Minutes passed, although I’ll never quite remember the bustle and words emanating from the surrounding. My mind was too far in the clouds, ethereally pumped with the realization that I would be attending the first public showing of what could very well be the greatest movie I’ve ever seen.
LSD, ecstasy, speed — they have nothing on this feeling.
With the tightly-dressed woman’s second pass, I snagged another ticket for my certain special someone. Although I didn’t feel mentally prepared — I still had three days left! I had no idea this would be happening! — you would have an easier time taking the teeth from a live gator than taking that voucher from me.
With knees knocking and breath short, we made our way past four, five, six sets of security guards, all flanked by bigger and flashier TDK posters. Since we weren’t going to the Imax presentation alongside all the big-wigs — the best luck can only land you so far — escalators landed us on the top floor, and, after my first movie theater wanding, our seats were taken. Bordered by Ethan Hawke and an actor from Gossip Girl — making my certain special someone’s night — the titillated crowd buzzed the air with anticipation. Tonight was the night. The world premiere. And I was there.
I won’t go into detail about the nuances or the symbolism of the film. As shown by my complete exhaustion following the exit of the theater, the entire experience completed every sort of hype I could have imagined. The film was that good. But dissecting what made it far and away the best Batman film thus far is another discussion for another day.
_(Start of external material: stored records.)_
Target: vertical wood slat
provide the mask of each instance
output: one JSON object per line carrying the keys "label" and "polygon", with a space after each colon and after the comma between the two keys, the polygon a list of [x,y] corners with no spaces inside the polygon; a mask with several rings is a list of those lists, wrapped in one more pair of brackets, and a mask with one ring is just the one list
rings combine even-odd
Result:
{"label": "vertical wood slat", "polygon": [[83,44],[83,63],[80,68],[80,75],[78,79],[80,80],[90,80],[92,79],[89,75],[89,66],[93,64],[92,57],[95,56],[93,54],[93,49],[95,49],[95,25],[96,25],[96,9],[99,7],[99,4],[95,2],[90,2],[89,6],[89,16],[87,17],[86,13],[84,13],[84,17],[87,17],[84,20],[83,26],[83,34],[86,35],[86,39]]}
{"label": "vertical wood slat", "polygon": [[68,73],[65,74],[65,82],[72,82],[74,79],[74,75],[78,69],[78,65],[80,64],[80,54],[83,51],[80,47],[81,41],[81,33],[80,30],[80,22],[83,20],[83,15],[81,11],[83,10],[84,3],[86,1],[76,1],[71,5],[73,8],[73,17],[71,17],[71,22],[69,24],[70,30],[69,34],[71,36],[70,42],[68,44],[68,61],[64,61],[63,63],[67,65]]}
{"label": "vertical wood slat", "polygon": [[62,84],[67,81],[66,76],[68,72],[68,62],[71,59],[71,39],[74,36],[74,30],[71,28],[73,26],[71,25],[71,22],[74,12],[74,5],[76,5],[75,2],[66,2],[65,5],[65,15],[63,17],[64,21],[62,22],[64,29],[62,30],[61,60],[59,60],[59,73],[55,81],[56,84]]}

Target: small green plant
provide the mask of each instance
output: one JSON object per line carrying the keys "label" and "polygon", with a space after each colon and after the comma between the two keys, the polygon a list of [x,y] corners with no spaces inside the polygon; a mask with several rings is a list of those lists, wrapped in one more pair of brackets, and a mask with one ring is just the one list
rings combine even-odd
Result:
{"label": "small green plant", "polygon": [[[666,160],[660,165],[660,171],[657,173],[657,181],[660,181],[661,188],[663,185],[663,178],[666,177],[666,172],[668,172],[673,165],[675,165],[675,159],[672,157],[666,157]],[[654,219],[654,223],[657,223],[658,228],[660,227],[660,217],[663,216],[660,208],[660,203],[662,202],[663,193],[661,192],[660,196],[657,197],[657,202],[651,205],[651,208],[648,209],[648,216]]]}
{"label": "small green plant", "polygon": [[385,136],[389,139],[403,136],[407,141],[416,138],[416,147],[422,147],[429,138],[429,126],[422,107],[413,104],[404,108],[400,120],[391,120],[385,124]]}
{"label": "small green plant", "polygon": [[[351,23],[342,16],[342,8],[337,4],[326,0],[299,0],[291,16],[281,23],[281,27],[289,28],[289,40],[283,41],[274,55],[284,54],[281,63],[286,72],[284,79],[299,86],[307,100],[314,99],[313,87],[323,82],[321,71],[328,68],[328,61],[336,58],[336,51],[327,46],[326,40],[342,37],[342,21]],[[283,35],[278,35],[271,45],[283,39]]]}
Now, I will simply revel in my fortune, and hope that everyone will attain a moment, a day, and event like this.
In an unfortunate twist, I know I’ve reached my zenith, and, to quote the sneering, leering, eerie(-ing?) Joker, “There’s no going back.” Unless I’m cast as the next Dark Knight, any future experience with a Batman flick will fail to surpass my experience last Monday.
But if that’s the worst complaint I have, then I can’t really complain, can I?
The night, the atmosphere, and the experience were all perfect.
The audience, the circumstances, and the movie were all perfect.
My memory, my company, and my life are all, unequivocally, perfect.